Pequeno Preto explicou que o nome do professor era Wang An. Dois anos atrás, quando ocorreu o segundo caso em Meishan, a polícia formou uma equipe especial, cujo líder era o então chefe da divisão de homicídios, o próprio professor Wang.

Após o encerramento do caso, o professor Wang se aposentou precocemente e, a convite do nosso diretor, passou a dar aulas na escola policial. Pequeno Preto esperava que ele revelasse a verdade sobre o caso, mas Wang sempre se recusou, aconselhando-o a abandonar a investigação, dizendo que aquele caso não era para ele.

Agora tudo fazia sentido! Após ouvir a explicação de Pequeno Preto, minhas dúvidas dos últimos dias se dissiparam, mas logo surgiram novas.

Agora eu podia afirmar que havia algo aterrorizante em Meishan, só não sabia se aquilo estava relacionado ao caso de dois anos atrás. Por que a polícia formou uma equipe especial, mas nunca divulgou o resultado das investigações? Teriam encerrado o caso sem descobrir a verdade? Ou seria uma verdade impossível de ser revelada à sociedade? E o professor Wang, que nem tinha idade para se aposentar, por que deixou a polícia após o caso e virou professor?

“E agora, o que pretende fazer?” perguntei a Pequeno Preto.

Ele ficou em silêncio por um tempo, olhando pela janela do ônibus: “Minha mãe ainda está internada. Não tenho motivo para desistir.”

Olhando para o perfil carregado de preocupação de Pequeno Preto, e pensando em tudo que ele sofreu nesses dois anos, senti compaixão por ele.

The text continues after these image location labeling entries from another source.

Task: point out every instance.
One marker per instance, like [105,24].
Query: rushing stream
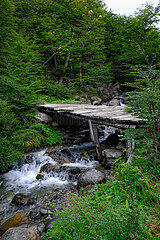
[22,179]
[44,176]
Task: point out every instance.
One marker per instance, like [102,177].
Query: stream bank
[43,182]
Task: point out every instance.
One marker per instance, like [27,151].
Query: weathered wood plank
[114,115]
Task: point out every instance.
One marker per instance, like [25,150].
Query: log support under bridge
[114,116]
[94,137]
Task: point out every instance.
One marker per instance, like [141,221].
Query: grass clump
[119,209]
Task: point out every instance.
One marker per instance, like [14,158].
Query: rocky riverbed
[31,192]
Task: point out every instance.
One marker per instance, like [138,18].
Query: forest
[62,51]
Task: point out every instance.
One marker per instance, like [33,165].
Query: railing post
[94,137]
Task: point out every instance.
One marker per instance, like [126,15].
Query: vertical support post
[130,146]
[94,137]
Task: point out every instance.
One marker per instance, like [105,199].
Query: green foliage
[144,102]
[114,210]
[6,25]
[36,135]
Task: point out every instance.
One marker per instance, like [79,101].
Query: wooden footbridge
[92,115]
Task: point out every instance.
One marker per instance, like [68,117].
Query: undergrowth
[122,208]
[27,137]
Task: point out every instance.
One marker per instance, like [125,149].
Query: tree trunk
[64,70]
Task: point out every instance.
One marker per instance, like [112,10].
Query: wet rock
[102,180]
[120,146]
[51,223]
[23,200]
[18,219]
[111,153]
[71,188]
[112,139]
[40,176]
[34,214]
[41,228]
[43,211]
[89,177]
[18,233]
[86,190]
[1,181]
[67,152]
[114,102]
[49,167]
[59,157]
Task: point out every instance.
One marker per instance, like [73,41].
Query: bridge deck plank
[114,114]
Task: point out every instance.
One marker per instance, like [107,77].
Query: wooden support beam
[94,137]
[130,145]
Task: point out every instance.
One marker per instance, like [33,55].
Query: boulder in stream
[21,199]
[90,177]
[49,167]
[112,153]
[16,233]
[18,219]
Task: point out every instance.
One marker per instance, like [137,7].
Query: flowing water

Naquele feriado de Finados, dois anos atrás — justamente quando deveria estar se preparando para o vestibular — sua mãe enlouqueceu subitamente e foi acusada de assassinato. A família se desfez num instante. Como Pequeno Preto conseguiu suportar essa pressão e ainda assim ser aprovado na escola policial?

Nesses dois anos, para salvar a mãe, ele correu para todos os lados, enfrentando inúmeras dificuldades. E tudo isso, Pequeno Preto suportou em silêncio. Que força de espírito ele devia ter!

Senti que, só agora, realmente conhecia Pequeno Preto. Depois de pensar um pouco, falei: “Eu vou te ajudar.”

Pequeno Preto virou-se para mim: “Obrigado.”

Refleti. Eu tinha comigo o livro de feitiços e os onze amuletos deixados por minha avó.

Pelo sucesso no exorcismo anterior, e pela eficácia do amuleto sagrado hoje, sabia que o que ela me deixara era realmente útil.

Mas havia um problema: cada feitiço e cada amuleto tinham funções diferentes — uns para exorcizar, outros para comunicação espiritual. Sem saber o que exatamente era aquela coisa em Meishan, não tinha como agir.

Se fosse um espírito da montanha fazendo o mal, e eu usasse um amuleto de exorcismo de fantasmas, com minha habilidade limitada, seria suicídio.

O ponto fundamental era tentar descobrir o que, afinal, existia em Meishan! E havia alguém que provavelmente sabia a resposta!

“Pequeno Preto, você foi procurar o professor Wang esta manhã, não foi?” perguntei.

“Você me seguiu!” Pequeno Preto finalmente percebeu. “Não se atenha a detalhes.” Ri, tentando minimizar o assunto do seguimento, “O mais importante agora é descobrir a verdade. Acho que o professor Wang sabe de algo!”

Pequeno Preto não insistiu em me questionar, deixando-se levar pela mudança de assunto: “Hoje de manhã fui à casa dele, conversei por muito tempo, mas ele continua se recusando a me contar a verdade sobre o caso!”